Draft of a letter probably related to Item 1161

Gentlemen:

Please let me give you my hearty endorsement of the first five paragraphs of your letter of December 31.

Henry George was an apostle of liberty in thought as well as in deed; — the unbound mind before the unbound man. He left us a sovereign prescription: Abolish all taxation save that on rent. This is his practical precept. How shall the world be persuaded to its acceptance?

We must clothe it in garments of living light pertinent to the visions and the conditions of today. To do otherwise is not to honor the man but to betray his trust.

As the babe must leave the womb to grow, the child the bosom to walk alone, so must the child of his dream of peace go forth in its own strength, no longer weakened by the hopes and fears of our cherishing arms. The earnest of our faith should be its fearlessness.

The basic principle of Henry George is the principle of exchange — that just as all sound business is the trading of service for service, of value for value, so must the public seizing of private property be discontinued and the rent that is paid for public services and advantages be applied to meet all the costs of supplying these.

To make practical application of this principle, Henry George proposed, To abolish all taxation save that on rent or land value. On this all Georgists agree. Their differences are not on what the principle is, nor on how Henry George would apply it, but in the kind of arguments they advance in justification of the principle.

This is because there are two opposite and contrary modes of approaching it. One is by feeling; the other is by thought. The one is moral, reformatory, retributive; the other is mental, scientific and evolutionary. One is reaction against the evil and ugliness that disintegrates the world; the other is pursuit of the beauty that unites the world and under which it moves forward to all things that are attained. Henry George reflected both of these views.

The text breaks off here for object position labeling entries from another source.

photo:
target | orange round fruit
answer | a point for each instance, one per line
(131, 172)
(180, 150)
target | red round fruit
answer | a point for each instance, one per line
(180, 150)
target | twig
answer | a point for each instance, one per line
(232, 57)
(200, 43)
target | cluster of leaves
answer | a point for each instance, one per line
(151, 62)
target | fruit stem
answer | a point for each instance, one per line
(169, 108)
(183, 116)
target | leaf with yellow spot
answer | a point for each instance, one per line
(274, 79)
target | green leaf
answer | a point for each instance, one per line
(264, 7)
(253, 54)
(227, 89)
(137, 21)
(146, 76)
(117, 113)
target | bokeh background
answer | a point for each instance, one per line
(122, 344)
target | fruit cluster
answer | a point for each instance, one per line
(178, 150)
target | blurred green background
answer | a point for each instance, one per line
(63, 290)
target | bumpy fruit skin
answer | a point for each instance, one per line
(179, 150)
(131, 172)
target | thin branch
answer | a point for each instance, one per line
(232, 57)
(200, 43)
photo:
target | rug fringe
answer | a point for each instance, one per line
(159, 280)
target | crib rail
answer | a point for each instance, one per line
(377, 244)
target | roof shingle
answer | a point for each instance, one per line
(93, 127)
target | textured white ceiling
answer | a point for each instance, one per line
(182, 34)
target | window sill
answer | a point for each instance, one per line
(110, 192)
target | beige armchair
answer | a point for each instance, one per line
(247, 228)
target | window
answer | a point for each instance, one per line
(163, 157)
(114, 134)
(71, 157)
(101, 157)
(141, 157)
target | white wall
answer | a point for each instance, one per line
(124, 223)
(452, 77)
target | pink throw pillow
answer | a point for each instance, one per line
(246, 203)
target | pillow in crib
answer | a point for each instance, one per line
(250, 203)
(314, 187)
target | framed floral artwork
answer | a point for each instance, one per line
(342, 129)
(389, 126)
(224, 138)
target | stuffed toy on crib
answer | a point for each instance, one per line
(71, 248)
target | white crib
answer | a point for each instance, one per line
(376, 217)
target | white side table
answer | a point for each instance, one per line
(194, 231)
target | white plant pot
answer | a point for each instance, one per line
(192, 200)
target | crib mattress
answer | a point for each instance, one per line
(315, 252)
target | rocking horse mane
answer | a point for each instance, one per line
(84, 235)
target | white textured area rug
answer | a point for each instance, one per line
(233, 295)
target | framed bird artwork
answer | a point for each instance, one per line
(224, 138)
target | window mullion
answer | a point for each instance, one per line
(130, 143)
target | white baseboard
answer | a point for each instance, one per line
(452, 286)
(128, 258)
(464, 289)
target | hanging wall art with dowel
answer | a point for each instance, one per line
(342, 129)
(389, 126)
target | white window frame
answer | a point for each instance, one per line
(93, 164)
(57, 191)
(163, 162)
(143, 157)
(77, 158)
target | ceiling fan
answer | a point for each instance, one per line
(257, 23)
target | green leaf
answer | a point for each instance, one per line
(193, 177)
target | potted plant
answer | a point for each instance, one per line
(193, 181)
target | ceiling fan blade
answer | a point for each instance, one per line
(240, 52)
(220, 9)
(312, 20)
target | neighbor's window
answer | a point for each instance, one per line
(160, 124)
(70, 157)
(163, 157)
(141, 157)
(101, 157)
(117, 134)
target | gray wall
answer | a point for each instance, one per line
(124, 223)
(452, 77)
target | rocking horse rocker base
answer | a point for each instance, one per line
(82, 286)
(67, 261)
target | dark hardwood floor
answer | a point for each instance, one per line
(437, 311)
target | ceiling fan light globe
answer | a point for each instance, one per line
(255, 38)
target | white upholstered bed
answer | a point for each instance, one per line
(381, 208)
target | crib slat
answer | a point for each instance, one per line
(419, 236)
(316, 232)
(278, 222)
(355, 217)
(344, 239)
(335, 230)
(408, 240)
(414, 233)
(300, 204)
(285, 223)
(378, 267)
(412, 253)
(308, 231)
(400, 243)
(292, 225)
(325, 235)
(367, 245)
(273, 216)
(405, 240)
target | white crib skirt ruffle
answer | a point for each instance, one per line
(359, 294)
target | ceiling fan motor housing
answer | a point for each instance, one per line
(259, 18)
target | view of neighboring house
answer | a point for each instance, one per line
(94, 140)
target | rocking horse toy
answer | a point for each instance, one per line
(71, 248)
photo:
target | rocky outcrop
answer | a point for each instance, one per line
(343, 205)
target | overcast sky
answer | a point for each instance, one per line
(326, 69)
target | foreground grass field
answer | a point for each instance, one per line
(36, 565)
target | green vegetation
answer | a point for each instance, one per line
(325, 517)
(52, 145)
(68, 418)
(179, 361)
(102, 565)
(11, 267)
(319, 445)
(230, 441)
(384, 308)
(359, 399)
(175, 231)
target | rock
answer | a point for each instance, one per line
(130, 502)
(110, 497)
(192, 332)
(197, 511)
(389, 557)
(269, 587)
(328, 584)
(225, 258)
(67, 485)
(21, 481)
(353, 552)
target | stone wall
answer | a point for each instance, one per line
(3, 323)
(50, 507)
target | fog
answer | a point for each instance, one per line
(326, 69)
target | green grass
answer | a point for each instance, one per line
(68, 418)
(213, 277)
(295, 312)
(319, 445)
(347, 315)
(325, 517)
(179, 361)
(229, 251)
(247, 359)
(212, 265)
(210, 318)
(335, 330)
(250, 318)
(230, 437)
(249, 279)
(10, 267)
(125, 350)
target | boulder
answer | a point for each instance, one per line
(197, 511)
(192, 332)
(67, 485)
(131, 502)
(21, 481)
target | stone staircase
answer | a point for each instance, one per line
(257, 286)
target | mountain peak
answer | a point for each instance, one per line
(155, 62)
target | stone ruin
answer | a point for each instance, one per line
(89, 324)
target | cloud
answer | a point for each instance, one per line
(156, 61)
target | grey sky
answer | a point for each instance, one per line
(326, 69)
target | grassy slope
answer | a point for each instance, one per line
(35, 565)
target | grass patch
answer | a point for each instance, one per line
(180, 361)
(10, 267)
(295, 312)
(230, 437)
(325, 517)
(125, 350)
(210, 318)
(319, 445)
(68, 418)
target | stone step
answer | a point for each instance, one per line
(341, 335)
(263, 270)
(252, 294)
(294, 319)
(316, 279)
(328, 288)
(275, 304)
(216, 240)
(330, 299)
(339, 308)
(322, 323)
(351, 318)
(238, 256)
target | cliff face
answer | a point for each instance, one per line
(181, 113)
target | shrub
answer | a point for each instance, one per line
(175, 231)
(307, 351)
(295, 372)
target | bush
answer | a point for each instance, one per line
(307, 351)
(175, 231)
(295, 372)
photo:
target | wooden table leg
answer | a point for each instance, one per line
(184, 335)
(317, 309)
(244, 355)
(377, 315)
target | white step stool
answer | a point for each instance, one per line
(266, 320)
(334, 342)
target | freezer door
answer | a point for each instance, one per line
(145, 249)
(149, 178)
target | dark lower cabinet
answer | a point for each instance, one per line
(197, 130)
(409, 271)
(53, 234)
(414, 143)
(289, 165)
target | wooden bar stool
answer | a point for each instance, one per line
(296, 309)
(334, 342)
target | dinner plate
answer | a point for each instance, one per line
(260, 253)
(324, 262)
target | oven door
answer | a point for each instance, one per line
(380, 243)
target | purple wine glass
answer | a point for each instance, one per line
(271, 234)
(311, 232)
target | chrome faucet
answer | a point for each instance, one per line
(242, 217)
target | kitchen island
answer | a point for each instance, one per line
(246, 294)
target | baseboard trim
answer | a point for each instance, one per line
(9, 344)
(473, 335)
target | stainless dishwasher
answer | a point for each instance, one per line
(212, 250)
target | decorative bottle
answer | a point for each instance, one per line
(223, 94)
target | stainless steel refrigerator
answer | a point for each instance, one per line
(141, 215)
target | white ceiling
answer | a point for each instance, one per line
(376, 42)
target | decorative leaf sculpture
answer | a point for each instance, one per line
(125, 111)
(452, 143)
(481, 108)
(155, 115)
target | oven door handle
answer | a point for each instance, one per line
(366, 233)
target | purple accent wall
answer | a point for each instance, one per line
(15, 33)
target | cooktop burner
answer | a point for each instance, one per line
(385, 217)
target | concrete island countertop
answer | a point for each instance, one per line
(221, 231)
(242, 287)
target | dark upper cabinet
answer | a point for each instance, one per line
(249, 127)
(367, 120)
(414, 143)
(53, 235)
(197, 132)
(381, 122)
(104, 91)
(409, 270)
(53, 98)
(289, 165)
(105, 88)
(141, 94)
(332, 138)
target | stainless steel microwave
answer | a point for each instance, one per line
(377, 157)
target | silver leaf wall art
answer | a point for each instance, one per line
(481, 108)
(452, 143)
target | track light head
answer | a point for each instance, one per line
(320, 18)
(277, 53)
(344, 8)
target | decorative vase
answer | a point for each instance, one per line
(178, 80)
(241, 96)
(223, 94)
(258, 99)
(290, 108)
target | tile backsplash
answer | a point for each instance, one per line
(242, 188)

Now it happens that many of us (from our animal origin) have more feeling for transitory evil and pain than we have for the beauty that alone is the strength and permanence of life. They it is who, mistaking it for evil, would attack and destroy even the permanent in life. Thus beauty stifles in the dust of conflict and on a thousand crosses bleeds.

Many of us have become enamoured of arguments that are moralistic and retributive and therefore destructive — that contemplate the destruction of values and institutions, rather than their perfection and their fulfillment. In this we honor Henry George more as avenger than as liberator of men.

It is not in the fervor of moral indignation and destructive emotions, but in the light of knowledge and science that freedom is gained. The sound principle of Henry George should be maintained by the strongest and clearest of the arguments that he advanced; and if his better arguments can be extended to higher and firmer ground in support of his principle and thus bring it into higher and wider circles of acceptance and adherency, this will be enterprise of the highest loyalty to the great leader and one that his living spirit would most deeply commend.

There are grounds for hope that the great positive and creative proposal of Henry George may yet shine in the full light of its pure constructiveness. Those of us who have been searching for its full truth and beauty should try to learn from each other and let others learn from us, if they will.

But we must not fall into the error of condemning the School. Institutions, like men, must be appraised by what they accomplish and not by how much they fall short. We must be thankful that the School, at the very least, has brought some order and system and better organization to our cause. If it should give only a factual knowledge of what Henry George wrote, that alone is a valuable work upon which the largest numbers can unite and that we ought to encourage and applaud. Further and higher labors can have no better foundation than this. Men in large numbers must always have scriptures for their reliance and guide, and men in small numbers must ever widen the horizons circumscribed by the keepers of these bibles, that the vital spirit in them may be kept alive and grow.

For my part, I will refrain from any condemnation of the shortcomings of the School. But I will gladly join with whomever I may for discussion and development of the higher and more persuasive conceptions that support our great principle. And I will do this in the hope that what is thus done will be so well and effectively done that the School, by our example, may be inspired to extend its work, perhaps with our assistance, into higher and wider and less controversial fields. Let us at least establish ourselves as seekers and finders of Truth before we ask the School to “change its course and truly become a truth-seeking institution.”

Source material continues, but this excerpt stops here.